A justificação para essa venda deu-a o presidente da Câmara
Municipal de Lisboa, sendo os imóveis em causa destinados a concretizar as suas
políticas de habitação social para o Município de Lisboa.
A primeira questão que se levanta com este negócio tem a ver
com a natureza da entidade pública que vendeu o património e quais os fins a
que se destina. De facto, deve o Instituto de Gestão Financeira da Segurança
Social, ao alienar património, procurar que a receita, que reverte obrigatoriamente
para o Fundo de Estabilização Financeira da Segurança Social, seja a mais
elevada possível. O facto de os trabalhadores e empresas de todo o país
descontarem dos seus vencimentos para a Segurança Social tendo em vista
garantir as verbas necessárias para as prestações sociais, designadamente as
pensões dos reformados, exige o máximo rigor e cuidado na gestão desses
activos, principalmente num tempo em que a sustentabilidade da Segurança Social
é um problema nacional.
Entre os objectivos da Segurança Social não consta o
apoio à prossecução de uma política habitacional, ainda que nacional, e muito
menos de uma determinada Autarquia, mesmo que seja a capital do país, o que se
traduz, de imediato, num tratamento de favor em prejuízo das restantes
trezentas e tal autarquias.
Por outro lado, o Tribunal de Contas verificou que a venda dos
11 imóveis ficou 3,5 milhões abaixo das avaliações. Para além das próprias
avaliações que não terão sido feitas por entidades externas e sim pelo
comprador e pelo vendedor, a diferença no valor traduz um frete da Segurança
Social à Câmara Municipal de Lisboa.
Tudo isto cheira, a léguas, a compadrio político e política da
mais rasteira que pode haver, ainda por cima à custa da sustentabilidade da
Segurança Social e já seria suficiente mau se tivesse ficado por aqui. Mas não.
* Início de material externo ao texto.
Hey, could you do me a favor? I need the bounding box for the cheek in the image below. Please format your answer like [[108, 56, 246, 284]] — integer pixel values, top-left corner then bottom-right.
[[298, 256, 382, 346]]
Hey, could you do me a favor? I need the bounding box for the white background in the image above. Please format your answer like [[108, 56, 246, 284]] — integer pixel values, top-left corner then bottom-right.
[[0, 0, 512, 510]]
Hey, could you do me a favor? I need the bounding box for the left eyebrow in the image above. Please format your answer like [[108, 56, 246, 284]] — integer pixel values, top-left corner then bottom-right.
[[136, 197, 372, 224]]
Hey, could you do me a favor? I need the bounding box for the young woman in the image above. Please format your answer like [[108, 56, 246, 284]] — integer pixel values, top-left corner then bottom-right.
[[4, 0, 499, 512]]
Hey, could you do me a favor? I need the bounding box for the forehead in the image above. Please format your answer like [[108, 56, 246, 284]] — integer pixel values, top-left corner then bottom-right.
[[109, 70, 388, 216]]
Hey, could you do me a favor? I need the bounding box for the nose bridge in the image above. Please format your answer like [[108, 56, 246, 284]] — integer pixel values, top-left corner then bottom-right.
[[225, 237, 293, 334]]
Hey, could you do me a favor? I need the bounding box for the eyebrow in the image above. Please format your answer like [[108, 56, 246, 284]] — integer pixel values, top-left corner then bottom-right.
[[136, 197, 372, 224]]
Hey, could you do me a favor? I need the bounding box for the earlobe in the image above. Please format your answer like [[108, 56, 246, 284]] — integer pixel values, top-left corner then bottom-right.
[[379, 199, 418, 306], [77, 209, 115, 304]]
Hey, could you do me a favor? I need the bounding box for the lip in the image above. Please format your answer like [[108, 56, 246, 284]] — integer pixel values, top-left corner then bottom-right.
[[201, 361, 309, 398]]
Perante a denúncia do Tribunal de Contas que, note-se, é um Tribunal, as
reacções foram demonstrativas de uma arrogância e demonstração de “quero, posso
e mando” inaceitáveis num regime que se quer democrático.
O presidente da Câmara Fernando Medina reagiu de forma violenta
e mesmo algo descontrolada, com acusações ao Tribunal de Contas de estar a
«fazer política», de lhe fazer perseguição política e mesmo de “fazer
relatórios de baixíssima qualidade técnica”. As reacções chegaram ao ponto de o
tal deputado socialista ter escrito na internet: "O relatório do Tribunal
de Contas sobre o negócio entre a Câmara de Lisboa e a Segurança Social deve
ter sido escrito por mentecaptos, lido por mentecaptos e sancionado por
mentecaptos…”. Fica provado que a linguagem própria das discussões
futebolísticas das televisões invadiu já a política, para o pior.
Depois disto, o Governo encontrou uma solução à medida para
resolver este e outros problemas semelhantes no futuro: retirar competências ao
Tribunal de Contas e acrescentar camadas de obscuridade à já pouco transparente
política governativa. Assim, no Orçamento Geral do Estado para 2020, o Governo
isentou de visto prévio do TdC "os contratos e demais instrumentos
jurídicos que tenham por objeto a prestação de serviços de elaboração e revisão
de projeto, fiscalização de obra, empreitada ou concessão destinada à promoção
de habitação acessível ou pública ou alojamento estudantil”. A isto
acrescentou-se ainda «as reabilitações e aquisições de imóveis».
Pode haver quem ache tudo isto muito bem e está no seu direito.
Contudo, direito ainda maior é o de todos sabermos o que se passa com
transparência, de que forma são executadas as políticas e como são utilizados
os dinheiros que não são do governo nem de um presidente de câmara e sim dos
portugueses que pagam isto tudo com os seus impostos.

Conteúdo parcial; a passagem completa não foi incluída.